La ribellione adolescenziale è una fase cruciale nel percorso verso l'autonomia e l'identità personale, rappresentando un momento significativo di crescita e di trasformazione che, sebbene possa comportare conflitti, è fondamentale per lo sviluppo di adulti indipendenti e consapevoli.
Può spiegare cos’è la differenziazione in adolescenza?
Secondo la
prospettiva psicoanalitica, la differenziazione in adolescenza è un processo
fondamentale attraverso il quale l'individuo sviluppa un senso di sé distinto e
autonomo, separandosi dalle figure genitoriali e dalle identificazioni sviluppate
durante l’infanzia. Questo processo è strettamente legato alla soggettivazione,
ovvero alla capacità di percepirsi come soggetto unico e di rappresentare la
propria esperienza interna.
Secondo René Roussillon, la soggettivazione implica la creazione di uno spazio psichico personale che consente all'individuo di differenziarsi dall'ambiente esterno e di simbolizzare le proprie esperienze. Questo processo è influenzato sia dalle determinanti interne del soggetto, sia dalle norme e dai valori della società di appartenenza.

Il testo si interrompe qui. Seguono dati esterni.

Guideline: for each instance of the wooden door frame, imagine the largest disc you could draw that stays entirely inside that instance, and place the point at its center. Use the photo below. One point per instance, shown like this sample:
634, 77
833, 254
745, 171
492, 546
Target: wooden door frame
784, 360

Quale ruolo possono avere i genitori di fronte alla ribellione adolescenziale?
Gli adulti
significativi e autorevoli possono fungere da "Io ausiliario",
offrendo supporto temporaneo alla funzione dell'Io dell'adolescente, ancora in
via di maturazione. Questo concetto implica che genitori aiutino i figli
adolescenti a contenere e mentalizzare emozioni intense, come rabbia e ansia,
fornendo un “contenitore psichico” che consenta l'elaborazione di stati emotivi
turbolenti o malinconici. L'assenza di questa funzione può rallentare o non
permettere la formazione di confini psichici solidi, aumentando il rischio di
comportamenti disfunzionali, di disturbi emotivi e disagio psicologico.
I genitori svolgono un ruolo cruciale nel sostenere gli adolescenti durante le fasi di ribellione, facilitando il loro processo di crescita e individuazione. La letteratura psicoanalitica e recenti studi evidenziano l'importanza di un approccio empatico e strutturato da parte degli adulti per accompagnare efficacemente gli adolescenti in questo percorso.
Qual è il ruolo della Scuola, secondo Lei, nell'accompagnare gli adolescenti in questa fase?
È sempre opportuno
non esacerbare questi momenti con atteggiamenti eccessivamente rigidi o
giudicanti, poiché possono innescare sul momento reazioni impulsive e nel lungo
termine un’oppositività fuori dalle righe con perdita di controllo. Comprendere le cause, valutare ad esempio, se
vi sia bullismo in classe o se lo studente “ribelle” sia oggetto di
schernimento da parte dei compagni. Anche in questi casi, occorre avere comprensione del disagio che la rabbia
rappresenta, mostrare una propensione a cercare soluzioni a difficoltà,
incomprensione o reazione anche aggressiva che si verificano sul momento. Allo
stesso tempo è opportuno mantenere assertività, coerenza equilibrio e senso di
giustizia da parte degli adulti, poiché sono elementi regolatori delle emozioni
e fondamentali per il buon funzionamento del gruppo classe.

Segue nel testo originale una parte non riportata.